However, there are not many studies related to vaccine concept normalization. Abeysinghe and his research fellows proposed a semi-automated lexical approach to audit vaccine mappings in the Observational Medical Outcomes Partnership (OMOP) vocabulary [58]. They defined mapped and unmapped vaccine pairs, in which mapped vaccine pairs refer to vaccine concepts with a “Map to” relationship; conversely, unmapped vaccine pairs indicate those without a “Map to” relationship [58]. They derived term-difference pairs (e.g., name difference) for mapped and unmapped vaccine pairs based on the representation of each vaccine concept [58]. It would be recognized as a potential mapping inconsistency stemming from the same term-difference pair obtained by both mapped and unmapped vaccine pairs [58]. Miftahutdinov and his colleagues introduced a two-stage neural approach for MCN of diseases and drugs, which originates from BERT [20]. In the training stage, they optimized the relative similarity of mentions and concept names from the ontology by triplet loss, whereas the closest concept name representation in a common embedding space to a given mention representation is obtained in the inference stage [20]. However, their model is dependent on concept names in the terminology used at the inference stage, and additionally, the model does not take into account parent-child relations inherent to the biomedical lexicon [20]. Nonetheless, there still has been no research conducted on standardizing the names of vaccines from clinical trials to align with the VO.
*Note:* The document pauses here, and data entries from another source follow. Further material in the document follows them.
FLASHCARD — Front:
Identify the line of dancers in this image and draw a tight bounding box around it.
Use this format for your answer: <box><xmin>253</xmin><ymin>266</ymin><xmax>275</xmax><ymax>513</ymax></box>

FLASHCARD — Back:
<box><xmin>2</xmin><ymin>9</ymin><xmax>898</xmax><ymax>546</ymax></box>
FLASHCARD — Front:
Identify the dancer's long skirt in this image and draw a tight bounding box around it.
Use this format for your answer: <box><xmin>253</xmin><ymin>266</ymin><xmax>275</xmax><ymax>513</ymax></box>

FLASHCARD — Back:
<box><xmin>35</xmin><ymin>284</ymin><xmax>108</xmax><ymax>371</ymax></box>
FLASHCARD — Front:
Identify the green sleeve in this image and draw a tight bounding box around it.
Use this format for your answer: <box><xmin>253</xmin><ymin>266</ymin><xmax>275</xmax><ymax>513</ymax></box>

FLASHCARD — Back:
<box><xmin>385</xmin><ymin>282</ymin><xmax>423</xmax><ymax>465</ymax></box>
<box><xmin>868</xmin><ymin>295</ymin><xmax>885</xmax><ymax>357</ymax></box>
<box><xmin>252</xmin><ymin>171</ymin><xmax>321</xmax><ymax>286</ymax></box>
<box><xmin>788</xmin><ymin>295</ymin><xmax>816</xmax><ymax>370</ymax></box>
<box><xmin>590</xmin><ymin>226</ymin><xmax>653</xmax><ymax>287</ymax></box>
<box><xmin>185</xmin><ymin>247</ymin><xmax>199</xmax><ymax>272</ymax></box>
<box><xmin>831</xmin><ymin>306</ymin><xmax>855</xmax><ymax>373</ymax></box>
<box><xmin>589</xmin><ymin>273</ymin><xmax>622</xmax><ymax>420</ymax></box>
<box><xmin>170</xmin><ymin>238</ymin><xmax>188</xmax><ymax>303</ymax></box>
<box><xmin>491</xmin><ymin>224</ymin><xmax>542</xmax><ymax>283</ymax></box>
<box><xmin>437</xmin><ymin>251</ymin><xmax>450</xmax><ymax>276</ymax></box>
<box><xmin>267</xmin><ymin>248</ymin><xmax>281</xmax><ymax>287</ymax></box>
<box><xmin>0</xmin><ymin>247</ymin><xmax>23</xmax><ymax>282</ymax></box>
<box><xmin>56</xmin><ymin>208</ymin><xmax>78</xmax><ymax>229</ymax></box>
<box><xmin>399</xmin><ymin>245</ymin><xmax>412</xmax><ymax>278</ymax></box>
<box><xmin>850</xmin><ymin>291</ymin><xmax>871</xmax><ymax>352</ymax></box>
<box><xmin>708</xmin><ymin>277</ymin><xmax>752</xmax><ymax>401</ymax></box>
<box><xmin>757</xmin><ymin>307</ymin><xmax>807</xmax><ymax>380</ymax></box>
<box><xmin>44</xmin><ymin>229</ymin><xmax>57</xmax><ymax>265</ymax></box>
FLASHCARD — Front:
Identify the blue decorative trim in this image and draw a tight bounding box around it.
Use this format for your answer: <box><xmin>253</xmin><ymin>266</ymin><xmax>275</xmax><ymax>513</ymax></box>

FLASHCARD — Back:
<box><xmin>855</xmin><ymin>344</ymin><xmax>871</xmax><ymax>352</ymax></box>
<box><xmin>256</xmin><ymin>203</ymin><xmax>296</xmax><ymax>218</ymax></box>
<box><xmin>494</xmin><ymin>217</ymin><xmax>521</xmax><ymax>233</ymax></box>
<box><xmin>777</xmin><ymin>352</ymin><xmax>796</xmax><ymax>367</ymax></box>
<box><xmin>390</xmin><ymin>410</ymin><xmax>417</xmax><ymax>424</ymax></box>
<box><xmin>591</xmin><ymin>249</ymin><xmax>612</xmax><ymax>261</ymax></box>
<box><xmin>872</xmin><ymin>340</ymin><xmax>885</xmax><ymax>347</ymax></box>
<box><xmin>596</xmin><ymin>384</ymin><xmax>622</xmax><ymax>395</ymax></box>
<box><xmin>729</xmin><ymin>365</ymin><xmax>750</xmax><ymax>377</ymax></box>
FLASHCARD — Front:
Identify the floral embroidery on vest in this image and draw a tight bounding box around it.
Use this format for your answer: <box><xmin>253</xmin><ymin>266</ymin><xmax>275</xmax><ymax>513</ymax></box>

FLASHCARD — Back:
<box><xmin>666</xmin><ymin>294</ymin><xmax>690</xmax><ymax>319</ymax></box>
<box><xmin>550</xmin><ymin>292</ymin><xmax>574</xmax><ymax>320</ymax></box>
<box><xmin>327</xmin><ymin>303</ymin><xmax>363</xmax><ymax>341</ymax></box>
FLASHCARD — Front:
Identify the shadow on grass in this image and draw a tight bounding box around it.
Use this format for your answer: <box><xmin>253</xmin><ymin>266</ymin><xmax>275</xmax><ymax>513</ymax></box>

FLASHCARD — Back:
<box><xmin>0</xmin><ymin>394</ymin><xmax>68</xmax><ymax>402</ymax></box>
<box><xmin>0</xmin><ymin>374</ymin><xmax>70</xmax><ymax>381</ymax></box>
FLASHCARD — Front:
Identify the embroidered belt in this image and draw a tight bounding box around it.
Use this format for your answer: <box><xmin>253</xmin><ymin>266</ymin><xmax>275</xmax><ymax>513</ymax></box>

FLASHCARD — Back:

Therefore, the objective of this study is to map VO ontology from vaccine names extracted from clinical trials. The ranking process in concept normalization involves prioritizing and ordering potential concepts to identify the most suitable match for a given context, aiding accurate information retrieval and classification. We developed a cascaded framework that utilized various sources of domain knowledge, including clinical trials, UMLS, and VO, to improve the performance of domain-specific language models for automated mapping of Vaccine Ontology from clinical trials. We conducted a ranking of the Top 10 concepts. The experimental results consistently demonstrated that our proposed cascaded framework outperformed existing baselines in terms of vaccine mapping, achieving an accuracy of 71.8% for the top 1 candidate and 90.0% for the top 10 candidates.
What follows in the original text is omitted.